A reflexic bowel by contrast, resulting from an injury above the sacral spinal segments (Upper motor neurone) involves a sphincter, which is spastic (increased tone).

Defaecation cannot be initiated by voluntary relaxation of the sphincter. However, nerve connections between the spine and the gut are intact and there remains a reflexic co-ordination of stool propulsion.

Associated problems include:

  • Haemorrhoids
  • Abdominal distension
  • Autonomic dysreflexia
  • Difficulty with bowel evacuation
  • Poorly localised abdominal pain
  • Faecal impaction
  • Rectal bleeding
  • Constipation

Those with a lesser degree of damage may find they have some loss of rectal sensation, perhaps coupled with a visceral Hyperpathia (heightened pain, e.g. abdominal cramps with constipation).

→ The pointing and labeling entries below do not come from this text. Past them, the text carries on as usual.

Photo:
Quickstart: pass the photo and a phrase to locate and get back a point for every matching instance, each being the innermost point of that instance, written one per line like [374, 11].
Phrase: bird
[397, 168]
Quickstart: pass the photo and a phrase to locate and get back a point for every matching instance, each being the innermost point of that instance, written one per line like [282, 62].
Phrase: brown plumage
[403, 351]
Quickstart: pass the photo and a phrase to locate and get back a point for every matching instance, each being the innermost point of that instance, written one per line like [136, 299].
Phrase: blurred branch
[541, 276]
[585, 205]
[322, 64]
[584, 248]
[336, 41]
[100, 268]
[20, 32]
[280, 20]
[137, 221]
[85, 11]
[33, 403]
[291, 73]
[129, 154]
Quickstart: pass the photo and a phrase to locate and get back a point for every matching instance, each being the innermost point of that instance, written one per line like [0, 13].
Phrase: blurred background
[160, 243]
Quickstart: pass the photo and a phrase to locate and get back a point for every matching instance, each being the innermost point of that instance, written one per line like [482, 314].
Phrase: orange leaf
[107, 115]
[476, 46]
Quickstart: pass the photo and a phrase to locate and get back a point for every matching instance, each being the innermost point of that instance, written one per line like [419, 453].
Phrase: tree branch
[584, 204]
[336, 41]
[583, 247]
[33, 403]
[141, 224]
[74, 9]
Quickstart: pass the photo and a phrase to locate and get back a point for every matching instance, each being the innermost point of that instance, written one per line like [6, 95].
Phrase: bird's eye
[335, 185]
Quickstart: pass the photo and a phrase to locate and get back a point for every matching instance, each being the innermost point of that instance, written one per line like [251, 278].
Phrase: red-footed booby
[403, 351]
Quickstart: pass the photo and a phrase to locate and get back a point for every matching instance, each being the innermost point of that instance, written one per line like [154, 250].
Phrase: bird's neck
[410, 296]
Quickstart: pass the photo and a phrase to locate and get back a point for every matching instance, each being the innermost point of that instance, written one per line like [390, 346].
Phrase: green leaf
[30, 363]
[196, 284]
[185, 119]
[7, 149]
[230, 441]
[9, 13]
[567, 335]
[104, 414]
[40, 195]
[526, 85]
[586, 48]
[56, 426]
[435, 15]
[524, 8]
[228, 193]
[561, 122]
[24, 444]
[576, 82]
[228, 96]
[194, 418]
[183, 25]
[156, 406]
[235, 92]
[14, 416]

This means that there is a delayed perception of the full rectum and that once the threshold for perception of rectal distension is reached; there is sudden, painful (often burning) urge to defaecate, which may result in incontinence.

Faecal incontinence is highly distressing. It may involve loss of control of both flatus (gas) and faeces, and there may be leakage of either. Neuropathic incontinence can arise in arachnoiditis affecting the cauda equina.

Pelvic floor denervation secondary to childbirth or as a result of spinal cord or cauda equina damage will contribute to the problem.